Harte Gitarren, lyrische Texte auf Deutsch,
energiegeladene Liveshows und fanatische Fans: Nein, es
handelt sich nicht um Rammstein, sondern um die wohl
berühmteste Band Weimars, Die Apokalyptischen Reiter.
Nach der Veröffentlichung ihres neusten Studio-Outputs "Riders
On The Storm" brannte die Band natürlich sofort darauf,
das einfallsreiche und wie immer sowohl anspruchsvolle
als auch partytaugliche Material live auf ihre
Reitermaniacs loszulassen. Und so gings los mit der "Riders
On The Storm"-Tour, deren Abschlusskonzert am 30.09. in
Bern stattfand, nachdem man schon am Vorabend den
Schweizer Fans in Winterthur ihre Sonne zeigen liess.

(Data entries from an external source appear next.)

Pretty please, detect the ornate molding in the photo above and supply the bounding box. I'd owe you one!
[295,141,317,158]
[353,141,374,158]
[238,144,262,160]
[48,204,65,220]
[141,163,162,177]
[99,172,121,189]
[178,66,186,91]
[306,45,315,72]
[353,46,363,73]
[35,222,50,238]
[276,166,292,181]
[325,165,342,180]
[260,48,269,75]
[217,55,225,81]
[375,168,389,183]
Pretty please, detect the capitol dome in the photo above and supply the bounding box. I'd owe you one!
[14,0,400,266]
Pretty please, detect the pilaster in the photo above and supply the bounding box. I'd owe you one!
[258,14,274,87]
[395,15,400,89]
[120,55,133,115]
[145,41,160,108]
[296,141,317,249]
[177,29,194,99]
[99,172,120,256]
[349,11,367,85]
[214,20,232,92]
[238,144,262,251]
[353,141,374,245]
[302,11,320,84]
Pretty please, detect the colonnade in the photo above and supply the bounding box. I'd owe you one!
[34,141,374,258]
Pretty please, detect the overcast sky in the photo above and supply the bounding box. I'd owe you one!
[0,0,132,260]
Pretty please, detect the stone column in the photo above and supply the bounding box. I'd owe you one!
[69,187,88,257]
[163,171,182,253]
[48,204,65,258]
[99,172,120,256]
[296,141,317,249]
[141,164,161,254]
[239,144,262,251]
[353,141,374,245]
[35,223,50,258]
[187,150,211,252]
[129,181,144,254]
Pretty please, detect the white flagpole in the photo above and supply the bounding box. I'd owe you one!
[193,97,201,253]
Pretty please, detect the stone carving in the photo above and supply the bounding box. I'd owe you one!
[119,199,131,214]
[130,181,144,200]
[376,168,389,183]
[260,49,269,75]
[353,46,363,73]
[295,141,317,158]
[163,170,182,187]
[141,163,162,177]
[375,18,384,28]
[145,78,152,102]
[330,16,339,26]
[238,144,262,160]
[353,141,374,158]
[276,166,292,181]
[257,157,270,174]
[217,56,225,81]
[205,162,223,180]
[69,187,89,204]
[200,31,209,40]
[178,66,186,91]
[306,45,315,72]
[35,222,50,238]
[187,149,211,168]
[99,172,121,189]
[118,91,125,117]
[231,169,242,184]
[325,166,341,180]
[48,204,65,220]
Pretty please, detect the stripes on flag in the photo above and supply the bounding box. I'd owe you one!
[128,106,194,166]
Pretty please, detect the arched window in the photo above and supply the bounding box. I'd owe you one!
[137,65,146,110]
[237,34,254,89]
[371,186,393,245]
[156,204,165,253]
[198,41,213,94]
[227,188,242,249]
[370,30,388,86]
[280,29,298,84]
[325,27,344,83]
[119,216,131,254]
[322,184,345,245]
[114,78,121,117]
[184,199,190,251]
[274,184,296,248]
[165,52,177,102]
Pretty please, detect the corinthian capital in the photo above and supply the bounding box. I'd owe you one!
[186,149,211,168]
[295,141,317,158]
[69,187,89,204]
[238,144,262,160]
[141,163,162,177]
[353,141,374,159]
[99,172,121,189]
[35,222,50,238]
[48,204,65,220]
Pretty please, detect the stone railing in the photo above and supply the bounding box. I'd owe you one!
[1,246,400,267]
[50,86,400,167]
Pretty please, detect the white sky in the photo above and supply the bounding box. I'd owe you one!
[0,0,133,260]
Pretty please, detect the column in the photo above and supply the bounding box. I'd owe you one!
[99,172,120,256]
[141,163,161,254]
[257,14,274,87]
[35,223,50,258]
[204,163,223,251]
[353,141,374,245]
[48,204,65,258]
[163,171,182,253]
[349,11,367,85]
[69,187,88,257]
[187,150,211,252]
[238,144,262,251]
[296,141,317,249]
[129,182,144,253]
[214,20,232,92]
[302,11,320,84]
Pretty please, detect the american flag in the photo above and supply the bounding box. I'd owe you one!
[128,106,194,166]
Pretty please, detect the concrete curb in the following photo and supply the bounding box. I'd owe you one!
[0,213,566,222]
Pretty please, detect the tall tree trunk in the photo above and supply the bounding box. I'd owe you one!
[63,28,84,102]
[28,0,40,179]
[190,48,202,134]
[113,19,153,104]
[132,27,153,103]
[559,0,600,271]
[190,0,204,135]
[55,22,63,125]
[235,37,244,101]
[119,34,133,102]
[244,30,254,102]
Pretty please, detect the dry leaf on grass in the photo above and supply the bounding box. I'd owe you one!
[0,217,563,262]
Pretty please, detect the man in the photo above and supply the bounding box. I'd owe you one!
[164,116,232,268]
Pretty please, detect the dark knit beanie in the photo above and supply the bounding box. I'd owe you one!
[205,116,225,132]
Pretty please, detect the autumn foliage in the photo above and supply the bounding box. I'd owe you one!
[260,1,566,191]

Mit der ganzen Band an der Berner Aare sitzend, sprach
Metalfactory mit Sänger und Gitarrist Fuchs (F) über
fehlende Privat-sphäre, nackte Männerhintern und
eigenen, kleinen Illusionen im Kopf.

MF: Nach mehrwöchigem Reisen beendet ihr heute Abend
eure Tour. Wie war es?
F: Der Wahnsinn. Sehr gut, sehr erfolgreich - Fanatische
Reaktionen oftmals... einfach unglaublich. Dabei war es
sicherlich auch ein Glücksfall, mit TYR auf Tour zu
sein, nicht nur musikalisch sondern auch im privaten
Sinne. Da sind schon kleine Freundschaften entstanden.
Vorher waren ja noch Hämatom dabei, die Finnen (Die Band
Let Me Dream wäre hier gemeint - Anm. des Verf.) sind ja
erst seit einer Woche mit von der Partie.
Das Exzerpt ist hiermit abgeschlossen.